Posted to general@lucene.apache.org by Lorenzo Luengo <lo...@gmail.com> on 2011/10/04 19:22:49 UTC

Question about file format

Hi all,

I'm trying to make my own reader for lucene files, in pure python (i 
haven't found a suitable library for windows x64). And while reading 
docs, a question arises.

In http://lucene.apache.org/java/3_4_0/fileformats.html#String it says 
that the string is composed of an VInt and a sequence of modified UTF-8 
encoded chars. My question is: That VInt is the length of the string 
before encoding or is the number of encoded bytes?

Regards.

-- 
Lorenzo Luengo C.
Ingeniero Civil Electrónico
Cel: 98270385


Re: Question about file format

Posted by Lorenzo Luengo <lo...@gmail.com>.
Thanks Uwe!

On 04-10-2011 14:28, Uwe Schindler wrote:
> Bytes since recent Lucene versions (on or after 2.4).
>
> -----
> Uwe Schindler
> H.-H.-Meier-Allee 63, D-28213 Bremen
> http://www.thetaphi.de
> eMail: uwe@thetaphi.de
>
>> -----Original Message-----
>> From: Lorenzo Luengo [mailto:loluengo@gmail.com]
>> Sent: Tuesday, October 04, 2011 7:23 PM
>> To: general@lucene.apache.org
>> Subject: Question about file format
>>
>> Hi all,
>>
>> I'm trying to make my own reader for lucene files, in pure python (i
> haven't
>> found a suitable library for windows x64).
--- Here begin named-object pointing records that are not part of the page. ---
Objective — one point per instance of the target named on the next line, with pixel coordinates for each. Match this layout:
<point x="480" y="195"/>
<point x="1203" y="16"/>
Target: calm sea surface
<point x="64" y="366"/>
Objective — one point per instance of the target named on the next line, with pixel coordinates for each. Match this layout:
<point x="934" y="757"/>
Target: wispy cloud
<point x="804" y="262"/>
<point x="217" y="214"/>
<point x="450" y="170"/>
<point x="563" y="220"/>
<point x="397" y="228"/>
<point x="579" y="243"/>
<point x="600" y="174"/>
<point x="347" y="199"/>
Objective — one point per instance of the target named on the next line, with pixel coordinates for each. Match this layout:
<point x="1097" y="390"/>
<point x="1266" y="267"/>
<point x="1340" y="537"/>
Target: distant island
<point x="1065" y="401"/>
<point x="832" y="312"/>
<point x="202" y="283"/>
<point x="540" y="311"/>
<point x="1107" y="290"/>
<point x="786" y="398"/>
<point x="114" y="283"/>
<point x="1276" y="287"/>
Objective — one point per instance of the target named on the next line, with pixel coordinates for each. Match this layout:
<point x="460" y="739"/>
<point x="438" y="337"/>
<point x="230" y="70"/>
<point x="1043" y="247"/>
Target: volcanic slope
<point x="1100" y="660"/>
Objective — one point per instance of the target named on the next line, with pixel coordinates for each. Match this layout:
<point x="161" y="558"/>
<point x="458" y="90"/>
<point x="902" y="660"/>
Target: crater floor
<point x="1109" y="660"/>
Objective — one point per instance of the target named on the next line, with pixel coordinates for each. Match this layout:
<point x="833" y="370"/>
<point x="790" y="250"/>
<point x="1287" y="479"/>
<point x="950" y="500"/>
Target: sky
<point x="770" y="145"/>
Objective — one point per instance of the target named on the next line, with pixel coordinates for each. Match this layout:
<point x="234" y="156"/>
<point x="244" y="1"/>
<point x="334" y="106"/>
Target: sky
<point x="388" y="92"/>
And while reading docs, a
> question
>> arises.
>>
>> In http://lucene.apache.org/java/3_4_0/fileformats.html#String it says
> that the
>> string is composed of an VInt and a sequence of modified UTF-8 encoded
> chars.
>> My question is: That VInt is the length of the string before encoding or
> is the
>> number of encoded bytes?
>>
>> Regards.
>>
>> --
>> Lorenzo Luengo C.
>> Ingeniero Civil Electrónico
>> Cel: 98270385


-- 
Lorenzo Luengo C.
Ingeniero Civil Electrónico
Cel: 98270385


RE: Question about file format

Posted by Uwe Schindler <uw...@thetaphi.de>.
Bytes since recent Lucene versions (on or after 2.4).

-----
Uwe Schindler
H.-H.-Meier-Allee 63, D-28213 Bremen
http://www.thetaphi.de
eMail: uwe@thetaphi.de

> -----Original Message-----
> From: Lorenzo Luengo [mailto:loluengo@gmail.com]
> Sent: Tuesday, October 04, 2011 7:23 PM
> To: general@lucene.apache.org
> Subject: Question about file format
> 
> Hi all,
> 
> I'm trying to make my own reader for lucene files, in pure python (i
haven't
> found a suitable library for windows x64). And while reading docs, a
question
> arises.
> 
> In http://lucene.apache.org/java/3_4_0/fileformats.html#String it says
that the
> string is composed of an VInt and a sequence of modified UTF-8 encoded
chars.
> My question is: That VInt is the length of the string before encoding or
is the
> number of encoded bytes?
> 
> Regards.
> 
> --
> Lorenzo Luengo C.
> Ingeniero Civil Electrónico
> Cel: 98270385